Some environmental advocates still criticize the move, saying the plant should have converted to a cleaner fuel.
"In this day and age," said Matt Elliott, clean-energy advocate for Environment New Jersey, "we should be retiring and replacing them with cleaner alternatives, not figuring out a way to string them along into the future."
But William O'Sullivan, air-quality director with the New Jersey Department of Environmental Protection, said the latest Mercer test results impressed him.
His staff is still reviewing the data, but the emissions "are likely amongst the lowest in the country for coal burners and lower than from oil-fired units," O'Sullivan said. "Some of the emission levels are in the same range as burning natural gas."
Pennsylvania's Portland plant, built two years earlier, in 1958, is owned by GenOn Energy.
"It has poor air-pollution controls every way you look at it," said O'Sullivan. "While PSEG has all the bells and whistles, Portland has none."

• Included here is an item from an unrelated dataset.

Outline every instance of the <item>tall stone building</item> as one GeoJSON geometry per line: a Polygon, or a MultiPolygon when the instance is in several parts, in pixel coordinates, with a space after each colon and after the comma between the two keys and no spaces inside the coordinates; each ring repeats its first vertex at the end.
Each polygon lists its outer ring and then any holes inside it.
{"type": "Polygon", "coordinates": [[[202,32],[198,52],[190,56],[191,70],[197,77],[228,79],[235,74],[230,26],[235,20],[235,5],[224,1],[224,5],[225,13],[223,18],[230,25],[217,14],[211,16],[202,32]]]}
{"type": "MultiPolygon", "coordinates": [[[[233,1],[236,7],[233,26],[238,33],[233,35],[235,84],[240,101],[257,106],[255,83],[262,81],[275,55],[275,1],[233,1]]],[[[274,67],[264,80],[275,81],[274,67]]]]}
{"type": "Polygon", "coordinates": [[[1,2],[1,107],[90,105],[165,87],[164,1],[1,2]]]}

"Our residents have a right to be protected from this health risk," DEP Commissioner Bob Martin said in 2010, when he petitioned the EPA to take action.
In March this year, the agency proposed requiring the plant to reduce sulfur-dioxide emissions 81 percent over three years.
A public-comment period continues until Friday.
GenOn spokesman Mark Baird said the plant had complied with all Pennsylvania and federal standards. Once new federal standards are in place, "one way or another, we'll comply."
Much farther west is Homer City, Pennsylvania's second-largest coal plant.
David Hawkins, a former EPA air administrator and a climate expert with the Natural Resources Defense Council, called Homer City "a prime example of a big, old-fashioned plant. The operator strategy is to run it as long as possible."
New Jersey, New York, Pennsylvania, and the U.S. government contend that its 1,217-foot smokestack - 25 percent higher than Philadelphia's Comcast Center - spews pollution hundreds of miles away.
In January, the EPA filed a federal lawsuit against the plant and its operators, with the states joining in. The suit says the sulfur-dioxide pollution alone - more than 100,000 tons a year - makes the plant "one of the largest air-pollution sources in the nation."
Like PSEG, the owners had made plant modifications that the EPA said triggered the "new source review," requiring them to control pollution.
"The owners of this power plant have repeatedly thumbed their noses at clean-air laws," New York Attorney General Eric Schneiderman said.
Charley Parnell, a spokesman for Edison Mission Energy, which has operated the plant since 1999, said the company should not be responsible for the actions of a previous owner.
"We haven't fought against installing new controls," he said. The company installed some, and is "waiting to find out what the new rules of the road were going to be" before installing others.